2022 Fiscal Year Annual Research Report
Regional study of paleoenvironment and subsistence at Kitamachi wetland site in the Incipient Jomon culture
Project/Area Number |
20H01353
|
Research Institution | Aichi Gakuin University |
Principal Investigator |
長井 謙治 愛知学院大学, 文学部, 准教授 (20647028)
|
Co-Investigator(Kenkyū-buntansha) |
卜部 厚志 新潟大学, 災害・復興科学研究所, 教授 (20281173)
米田 穣 東京大学, 総合研究博物館, 教授 (30280712)
|
Project Period (FY) |
2020-04-01 – 2023-03-31
|
Keywords | 更新世/完新世移行期 / 縄文文化形成期 / ヤンガードリアス / 低湿地遺跡 / 発掘 |
Outline of Annual Research Achievements |
山形県南陽市北町低湿地遺跡(約12500年前)に残された情報を十二分に収集・管理・研究・保存・公開することを目的として、最新考古科学による分析技術を導入した総合的調査研究を行った。考古学・地質学・保存科学・動物考古学・植物考古学・生化学・分析科学・埋蔵文化財行政からなる学際的な研究組織をつくり、約2年間に亘る合同野外発掘調査を実現した。本研究の成果としては、1)ヤンガードリアス期におけるローカルな環境変化と人類の適応、2)及び初期定住化に向けた湖畔域低地部での集住化を具体的に解明するためのデータを獲得したことにある。とりわけ、過去4回の発掘調査で約12,700年前から江戸時代にかけての9枚の文化層を検出し、ジオアーケオロジカルな細分層位発掘を実施することにより、縄文草創期だけで6枚の遺物層を発見した。隣接地で行ったボーリング調査では、これまで欠けていた東北地方内陸低地部における更新世/完新世移行期の古環境(花粉・年代学的)データが獲得された。

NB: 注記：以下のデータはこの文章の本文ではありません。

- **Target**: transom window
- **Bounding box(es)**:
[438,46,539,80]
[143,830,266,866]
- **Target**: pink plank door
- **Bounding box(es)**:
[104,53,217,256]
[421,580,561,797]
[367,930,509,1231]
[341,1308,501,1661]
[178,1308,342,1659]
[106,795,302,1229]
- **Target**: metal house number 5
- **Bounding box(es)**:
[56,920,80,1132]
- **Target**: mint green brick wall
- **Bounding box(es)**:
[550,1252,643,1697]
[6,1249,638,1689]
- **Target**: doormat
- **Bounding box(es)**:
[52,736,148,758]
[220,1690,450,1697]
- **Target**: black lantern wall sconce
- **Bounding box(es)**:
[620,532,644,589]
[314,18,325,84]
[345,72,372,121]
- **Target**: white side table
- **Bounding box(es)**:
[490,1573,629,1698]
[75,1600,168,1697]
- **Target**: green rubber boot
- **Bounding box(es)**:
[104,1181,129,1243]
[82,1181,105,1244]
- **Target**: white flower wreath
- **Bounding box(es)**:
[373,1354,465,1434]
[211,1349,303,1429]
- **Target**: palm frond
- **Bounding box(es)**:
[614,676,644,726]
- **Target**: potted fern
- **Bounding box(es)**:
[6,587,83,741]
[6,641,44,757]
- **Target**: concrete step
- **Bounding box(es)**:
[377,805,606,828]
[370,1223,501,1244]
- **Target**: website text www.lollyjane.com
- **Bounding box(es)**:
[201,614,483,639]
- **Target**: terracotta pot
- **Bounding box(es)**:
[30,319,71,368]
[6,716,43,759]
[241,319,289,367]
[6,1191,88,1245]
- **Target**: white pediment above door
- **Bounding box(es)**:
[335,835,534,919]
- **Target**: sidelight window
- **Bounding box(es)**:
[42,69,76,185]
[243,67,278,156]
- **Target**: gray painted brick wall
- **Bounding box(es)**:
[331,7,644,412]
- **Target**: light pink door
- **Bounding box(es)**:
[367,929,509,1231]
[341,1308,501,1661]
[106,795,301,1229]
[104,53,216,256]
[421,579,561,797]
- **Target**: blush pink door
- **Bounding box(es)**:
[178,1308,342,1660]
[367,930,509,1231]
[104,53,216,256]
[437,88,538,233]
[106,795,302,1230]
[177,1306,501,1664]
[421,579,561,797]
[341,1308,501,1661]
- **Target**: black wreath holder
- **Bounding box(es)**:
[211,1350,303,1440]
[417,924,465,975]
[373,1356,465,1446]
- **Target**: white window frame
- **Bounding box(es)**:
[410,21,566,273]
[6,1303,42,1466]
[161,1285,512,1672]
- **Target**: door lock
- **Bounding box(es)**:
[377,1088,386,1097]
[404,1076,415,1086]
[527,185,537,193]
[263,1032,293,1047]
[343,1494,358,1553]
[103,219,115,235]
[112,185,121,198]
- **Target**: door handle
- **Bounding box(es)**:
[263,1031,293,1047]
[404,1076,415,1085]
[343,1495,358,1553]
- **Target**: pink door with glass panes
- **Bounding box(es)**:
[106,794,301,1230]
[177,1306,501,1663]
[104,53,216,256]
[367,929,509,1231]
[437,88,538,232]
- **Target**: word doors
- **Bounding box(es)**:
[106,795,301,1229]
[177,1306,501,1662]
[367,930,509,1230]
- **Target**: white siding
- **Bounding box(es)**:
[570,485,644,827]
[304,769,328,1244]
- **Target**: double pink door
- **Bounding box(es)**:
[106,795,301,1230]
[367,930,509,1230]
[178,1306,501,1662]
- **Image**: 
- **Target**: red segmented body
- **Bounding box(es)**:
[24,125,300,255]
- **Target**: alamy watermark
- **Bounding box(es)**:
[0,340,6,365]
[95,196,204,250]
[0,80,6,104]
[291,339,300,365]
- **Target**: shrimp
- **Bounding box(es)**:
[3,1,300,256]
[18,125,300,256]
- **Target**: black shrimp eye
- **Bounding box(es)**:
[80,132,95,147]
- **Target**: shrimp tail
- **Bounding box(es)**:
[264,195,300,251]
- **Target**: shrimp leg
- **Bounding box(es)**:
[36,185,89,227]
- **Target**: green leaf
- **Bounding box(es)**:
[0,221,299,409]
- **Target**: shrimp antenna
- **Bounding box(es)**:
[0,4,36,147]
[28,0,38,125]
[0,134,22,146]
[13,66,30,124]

内陸低地におけるヤンガードリアスは人類の生活世界に大きな影響を与えていなかった可能性があり、下層ゾーン(19-14層:YD期)から上層ゾーン(13~10層)にかけてのローカルな環境変化、及びそれに呼応するように上層ゾーンでの遺構(住居址、墓、土坑等)の増加、石器石材の広域展開と縄文的動植物利用の開始が確認された。YD直後の温暖化で生活形態が大きく変化したことが明らかとなり、今後近隣にある日向洞窟遺跡の調査成果と合わせて総合的に考察することにより、縄文時代開始期における初期定住化プロセスの地域的解明に向かうことが期待される。本プロジェクトの共同研究成果は、2023年度3月に総括研究報告会(限定公開:オンライン)、2023年5月の日本考古学協会(ハイブリッド)で発表した。
|
Research Progress Status |
令和4年度が最終年度であるため、記入しない。
|
Strategy for Future Research Activity |
令和4年度が最終年度であるため、記入しない。
|
Remarks |
2023年3月5日(日)にオンライン総括研究会「縄文文化形成期の北町低湿地遺跡における古環境と生業の地域的解明:北町低湿地発掘プロジェクトの成果」を実施した。1.長井謙治「趣旨説明」、2.長井謙治「北町低湿地遺跡の発掘調査」、3.長井謙治「北町低湿地発掘プロジェクトの成果と課題」。その他、米田穣、卜部厚志、吉川昌伸、岩瀬 彬、太田博樹が研究成果発表を行った。